Fast forward to tonight. My friends and I were dancing at a club, and a group of guys descend on us and we start dancing with them. I wasn't looking for a guy tonight, but I figured a little dancing wasn't any harm. "My" guy, who was really cute, I'm not going to lie, was dancing with me, when suddenly he slid his hand around my hip, under the bottom edge of my shirt, and started to play with the button on my jeans. I honestly felt like he was going to try and put his hand down my pants. I suppose that I can't be certain that was his intent, but it definitely seemed that way. I freaked out and made up an excuse about going to the bathroom and left before he could go any further.

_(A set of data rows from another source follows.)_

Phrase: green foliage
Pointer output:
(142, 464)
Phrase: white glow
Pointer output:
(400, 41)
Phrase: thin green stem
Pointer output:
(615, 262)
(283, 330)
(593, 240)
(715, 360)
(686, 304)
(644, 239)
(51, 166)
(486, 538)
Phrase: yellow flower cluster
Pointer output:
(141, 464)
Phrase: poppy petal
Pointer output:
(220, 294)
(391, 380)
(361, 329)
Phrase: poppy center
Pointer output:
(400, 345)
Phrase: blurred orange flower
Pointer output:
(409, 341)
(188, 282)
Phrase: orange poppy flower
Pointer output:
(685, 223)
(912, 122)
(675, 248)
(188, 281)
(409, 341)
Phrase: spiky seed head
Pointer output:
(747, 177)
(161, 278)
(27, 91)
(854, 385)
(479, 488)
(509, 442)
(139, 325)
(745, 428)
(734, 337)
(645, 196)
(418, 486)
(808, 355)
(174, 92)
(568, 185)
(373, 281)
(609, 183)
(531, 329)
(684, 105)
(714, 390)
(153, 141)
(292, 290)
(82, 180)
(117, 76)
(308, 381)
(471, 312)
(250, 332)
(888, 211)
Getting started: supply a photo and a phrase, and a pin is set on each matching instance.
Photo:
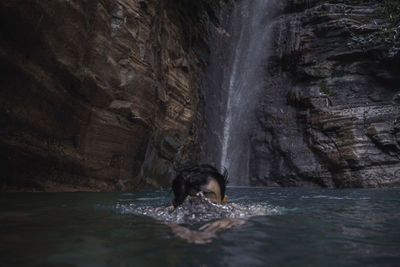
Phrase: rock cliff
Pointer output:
(330, 113)
(96, 95)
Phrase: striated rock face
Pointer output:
(330, 113)
(95, 95)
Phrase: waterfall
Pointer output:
(233, 84)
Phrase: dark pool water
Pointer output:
(308, 227)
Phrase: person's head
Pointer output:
(199, 178)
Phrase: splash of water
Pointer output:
(197, 209)
(239, 75)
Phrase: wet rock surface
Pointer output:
(96, 95)
(330, 113)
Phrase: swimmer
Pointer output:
(206, 179)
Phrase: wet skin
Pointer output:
(205, 233)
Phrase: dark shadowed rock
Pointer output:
(329, 116)
(93, 94)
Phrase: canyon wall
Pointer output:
(102, 95)
(330, 113)
(95, 95)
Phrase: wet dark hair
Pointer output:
(189, 179)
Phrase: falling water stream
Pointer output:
(237, 68)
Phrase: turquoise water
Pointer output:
(306, 227)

My friends told me afterwards, basically, that if I ever want to get a boyfriend I should stop being so uptight and picky, but is it too much to want to hold off on the first kiss until it's with a guy I care about, and a guy who respects my boundaries? Even after I told them what he did, they still thought that it "couldn't have been that bad. " I know what I felt. Am I being unreasonable? I'm not in any big rush to get that kiss, I just want it to be with a guy who respects me rather than one who just wants to use me for the night.
I would definitely not consider you uptight or unreasonable in that situation. I actually think it is really great that you got out of that situation that made you feel so uncomfortable and good for you for sticking to your morals (wanting a guy who respects you). When you find a man that will respect you and treat you the way you want to be treated, that first kiss will be so special and definitely worth the wait.

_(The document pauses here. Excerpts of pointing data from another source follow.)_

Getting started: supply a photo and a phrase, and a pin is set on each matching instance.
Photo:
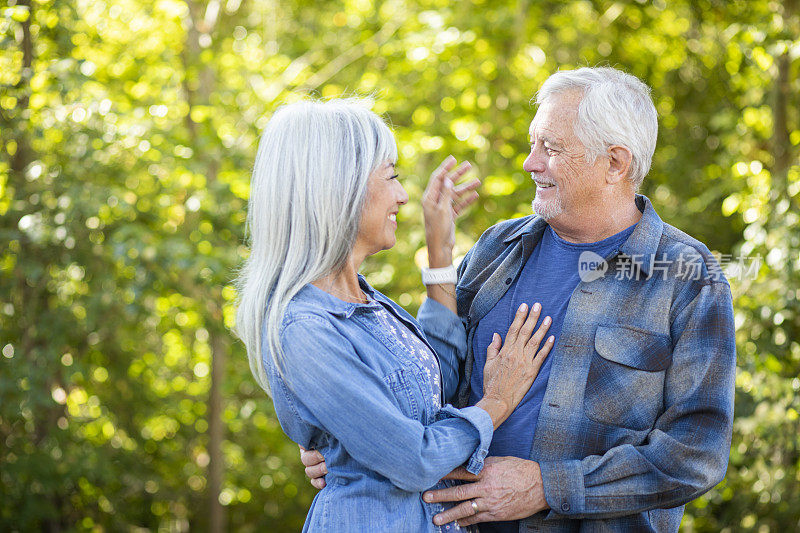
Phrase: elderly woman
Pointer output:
(351, 374)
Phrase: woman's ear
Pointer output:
(619, 163)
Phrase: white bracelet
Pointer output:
(438, 276)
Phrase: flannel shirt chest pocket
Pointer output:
(625, 385)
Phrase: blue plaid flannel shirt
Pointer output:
(637, 416)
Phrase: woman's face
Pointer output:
(378, 223)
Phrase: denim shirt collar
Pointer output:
(642, 243)
(333, 305)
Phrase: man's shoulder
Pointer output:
(501, 231)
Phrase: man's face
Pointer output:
(566, 185)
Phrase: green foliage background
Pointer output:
(127, 132)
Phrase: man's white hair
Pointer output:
(615, 108)
(306, 196)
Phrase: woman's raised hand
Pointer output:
(442, 202)
(512, 366)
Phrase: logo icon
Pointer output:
(591, 266)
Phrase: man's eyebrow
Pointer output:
(545, 139)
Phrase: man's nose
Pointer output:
(533, 163)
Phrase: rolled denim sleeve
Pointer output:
(350, 400)
(686, 453)
(446, 333)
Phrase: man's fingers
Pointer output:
(462, 510)
(475, 519)
(452, 494)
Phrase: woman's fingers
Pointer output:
(526, 330)
(494, 347)
(535, 340)
(448, 194)
(438, 177)
(541, 355)
(310, 457)
(464, 188)
(461, 204)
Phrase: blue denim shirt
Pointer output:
(351, 390)
(637, 415)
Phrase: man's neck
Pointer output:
(596, 224)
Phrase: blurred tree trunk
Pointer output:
(199, 81)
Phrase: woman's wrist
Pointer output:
(440, 257)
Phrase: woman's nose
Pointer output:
(402, 198)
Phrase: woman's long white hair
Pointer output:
(306, 196)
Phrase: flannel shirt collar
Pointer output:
(642, 243)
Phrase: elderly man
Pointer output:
(630, 416)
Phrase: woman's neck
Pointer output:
(343, 284)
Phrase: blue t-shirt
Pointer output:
(549, 277)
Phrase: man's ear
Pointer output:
(619, 163)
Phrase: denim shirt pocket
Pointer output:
(625, 384)
(400, 382)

I don't think there's anything wrong with that. I mean. Who really wants to be groped? I for one don't feel special or particularly good when that happens. It's okay to have limitations like that. Some people rush into things, and because of that, it never lasts. If you want a one night stand, go for the guy who feels you up. If you want someone who can become important to you, go with the one you're comfortable with.
I don't think you are uptight I totally understand wanting to be respected! On the other hand you do sound waaaaay too down on your self, don't worry bout what your friends think do what you feel is right for yourself!
All I can say is, don't judge yourself by your friends' standards. If they're fine with kissing a cute guy at a party, then they can do that. If you want your first to be meaningful, then wait until you find a guy that fits that. If you think that kissing is a big deal and you went ahead and did it anyway, you might kick yourself for not living up to your standards.
I had a friend who thought I was the biggest prude ever just because I refused to hook up with one of her boyfriend's friends. He was totally making me feel uncomfortable, just like that guy did you, and I wasn't having it. That's not being "uptight" or "picky", that's just having different boundaries (and maybe a few morals) and your friends should respect that. And I'm kinda pissed because I got in a big fight with her about that!